Lead Crisis Exposed Problems Within EPA
The nation’s capital will greet Earth Day this year with a lead water crisis. Lead may be the coming attraction or may be playing unnoticed in the water supply elsewhere in the nation.
The drinking water here goes to 1 million residents of the District of Columbia and parts of Northern Virginia and to more than 200,000 employees who work in federal agencies, including Congress, the White House and the Supreme Court. The Safe Drinking Water Act
protects the nation’s drinking water, but much of the focus here has been on a local independent agency, the D.C. Water and Sewer Authority, which discovered unacceptable levels of lead in the water in 2002 but buried public notice in the fine print of water bills issued an entire year later. Even then, key words required by Environmental Protection Agency regulations such as “unhealthy amounts of lead” and “public health concern” were left out of required public service announcements in 2002 and 2003. These deliberate and inexcusable violations are not the source of the original sin, however. The EPA and its regulations are.
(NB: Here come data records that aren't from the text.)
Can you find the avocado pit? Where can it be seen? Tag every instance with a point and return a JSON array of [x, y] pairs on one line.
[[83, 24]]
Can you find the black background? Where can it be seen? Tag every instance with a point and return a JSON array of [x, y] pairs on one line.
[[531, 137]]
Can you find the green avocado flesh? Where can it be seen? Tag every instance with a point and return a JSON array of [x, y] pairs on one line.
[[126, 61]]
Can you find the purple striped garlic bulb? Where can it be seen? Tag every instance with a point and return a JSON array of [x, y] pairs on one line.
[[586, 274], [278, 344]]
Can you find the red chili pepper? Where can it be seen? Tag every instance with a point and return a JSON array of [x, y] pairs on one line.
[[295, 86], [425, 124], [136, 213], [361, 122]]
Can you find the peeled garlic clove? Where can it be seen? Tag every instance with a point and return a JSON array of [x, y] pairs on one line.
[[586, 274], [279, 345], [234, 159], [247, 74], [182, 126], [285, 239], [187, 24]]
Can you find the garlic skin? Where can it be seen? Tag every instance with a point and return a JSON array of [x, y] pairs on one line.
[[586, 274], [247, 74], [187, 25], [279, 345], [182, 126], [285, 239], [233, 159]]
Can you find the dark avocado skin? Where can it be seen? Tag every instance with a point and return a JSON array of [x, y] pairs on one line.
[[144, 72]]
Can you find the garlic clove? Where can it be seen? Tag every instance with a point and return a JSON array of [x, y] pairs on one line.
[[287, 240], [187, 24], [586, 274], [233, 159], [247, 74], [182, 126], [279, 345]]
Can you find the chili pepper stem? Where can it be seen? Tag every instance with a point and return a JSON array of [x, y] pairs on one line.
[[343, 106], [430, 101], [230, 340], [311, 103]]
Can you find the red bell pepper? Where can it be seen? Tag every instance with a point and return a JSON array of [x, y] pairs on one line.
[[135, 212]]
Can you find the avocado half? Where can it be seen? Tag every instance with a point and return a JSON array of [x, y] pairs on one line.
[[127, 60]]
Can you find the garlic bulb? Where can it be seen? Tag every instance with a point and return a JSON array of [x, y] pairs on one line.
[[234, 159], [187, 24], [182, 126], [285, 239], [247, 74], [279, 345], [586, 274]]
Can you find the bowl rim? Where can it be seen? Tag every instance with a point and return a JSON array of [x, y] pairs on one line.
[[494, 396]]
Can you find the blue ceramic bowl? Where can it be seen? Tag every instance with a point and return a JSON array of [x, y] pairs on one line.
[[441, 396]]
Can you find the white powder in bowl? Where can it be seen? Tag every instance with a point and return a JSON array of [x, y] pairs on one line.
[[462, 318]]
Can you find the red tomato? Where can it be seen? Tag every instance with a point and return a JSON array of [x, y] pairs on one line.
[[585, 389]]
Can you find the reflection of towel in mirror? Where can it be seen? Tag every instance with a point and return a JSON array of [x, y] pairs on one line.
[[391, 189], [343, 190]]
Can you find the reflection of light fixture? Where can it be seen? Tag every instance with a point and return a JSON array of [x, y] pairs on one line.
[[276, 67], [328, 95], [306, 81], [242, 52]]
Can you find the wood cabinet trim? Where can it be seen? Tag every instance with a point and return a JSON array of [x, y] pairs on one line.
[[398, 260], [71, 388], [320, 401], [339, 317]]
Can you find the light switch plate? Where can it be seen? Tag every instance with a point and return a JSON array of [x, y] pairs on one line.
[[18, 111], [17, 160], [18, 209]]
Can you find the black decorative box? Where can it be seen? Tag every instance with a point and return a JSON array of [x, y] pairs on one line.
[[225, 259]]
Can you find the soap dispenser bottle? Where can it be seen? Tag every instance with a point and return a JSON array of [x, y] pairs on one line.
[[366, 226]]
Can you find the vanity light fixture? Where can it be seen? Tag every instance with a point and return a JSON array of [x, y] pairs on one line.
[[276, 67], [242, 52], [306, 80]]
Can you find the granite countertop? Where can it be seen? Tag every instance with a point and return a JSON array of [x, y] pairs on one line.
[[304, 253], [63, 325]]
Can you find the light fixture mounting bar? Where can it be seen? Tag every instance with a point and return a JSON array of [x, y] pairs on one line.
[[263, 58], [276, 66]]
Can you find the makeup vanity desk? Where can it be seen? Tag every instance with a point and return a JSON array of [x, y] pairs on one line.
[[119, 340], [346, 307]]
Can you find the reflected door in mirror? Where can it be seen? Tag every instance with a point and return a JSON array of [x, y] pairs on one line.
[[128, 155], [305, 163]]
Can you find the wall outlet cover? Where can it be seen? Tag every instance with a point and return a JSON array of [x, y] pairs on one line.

The District’s lead water crisis has uncovered alarming EPA laxity and complicity with the entities it regulates. The pattern has led unavoidably to national anxiety that the EPA strengthen both its regulations and its enforcement of them. The reason for angst well beyond Washington begins with EPA’s role here as not only the federal overseer but also as D.C.’s statutory state environmental agency. EPA stood at the vortex where the crisis could have been prevented. It had direct regulatory control over WASA, as well as the Washington Aqueduct — which supplies and purifies Washington’s water — a federal entity built and operated by the Army Corps of Engineers. The EPA sanctioned everything WASA did, signing off on all of its actions, from the misleading lead testing to the inadequate public notice.
Although no amount of lead in drinking water has been found to be safe, EPA requires public notice and the replacement of 7 percent of lead service lines annually if more than 15 parts per billion of lead is found in the tap water of more than 10 percent of homes. This means that WASA had no obligation to even notify the affected residents of lead levels in July 2001 because only four, or just under the required 10 percent of 50 samples, exceeded the action level of 15 ppb. Yet, two of these homes had levels of more than 100 ppb. Moreover, a system may avoid replacing any service lines by expanding testing in the hope of diluting the 10 percent action level. This tactic backfired on WASA, which then discovered that two-thirds of the resulting sample had high levels of lead.
The EPA is examining the problems of notification, monitoring and remediation the D.C. episode has exposed for their clear national implications. However, EPA needs to do much more, beginning with a formal and complete review of all of its lead regulations and assumptions, including the basic science it should have known. For example, the D.C. experience casts doubt on one of the major EPA-required procedures — replacement of only the publicly owned section of lead service lines. However, if the section on private property remains, the partial replacement may actually increase lead levels, according to experts.
Even if the major problems with WASA were cleared up, however, the lead crisis might remain. Another federal entity, the Army Corps of Engineers, is deeply implicated in the city’s water crisis. The lead problem traces back to the Army Corps’ insistence on installing the lead service lines amid great controversy, even in the 19th century. Many experts believe that the aqueduct’s substitution of chloramines for chlorine in November 2000 to eliminate certain cancer risks may have caused corrosion of lead into the drinking water. EPA did not require a new corrosion control plan in light of the change of chemicals. Belatedly, the aqueduct is adding phosphates to the District’s water in a pilot study that should have preceded the switch in chemicals in the first place.
EPA has reports from fewer than half of the states and therefore cannot identify jurisdictions with some or all of D.C.’s lead water risks. However, the economic fallout on local governments and residents should be enough to make other jurisdictions identify themselves and begin to take action before a lead water crisis develops. Although WASA is an independent agency not under the control of the D.C. government, much of the cost has fallen on the local government and local and regional ratepayers. I am seeking federal appropriation funds, particularly considering that much of the water here goes to federal employees and tourists and because two federal agencies — EPA and the aqueduct — are directly responsible for the crisis. WASA and the Washington Aqueduct were primarily motivated by costs. Now these costs must be paid anyway along with added health costs as well.
Lead episodes like the District’s across the country are probably inevitable unless EPA tightens its regulations and enforcement and develops guidance on the difficult issue of affordable remediation. How should the EPA celebrate Earth Day this year? Do what is necessary to live up to the promise of the Safe Drinking Water Act.
Del. Eleanor Holmes Norton (D-D.C.) is a member of the Government Reform and Transportation and Infrastructure committees.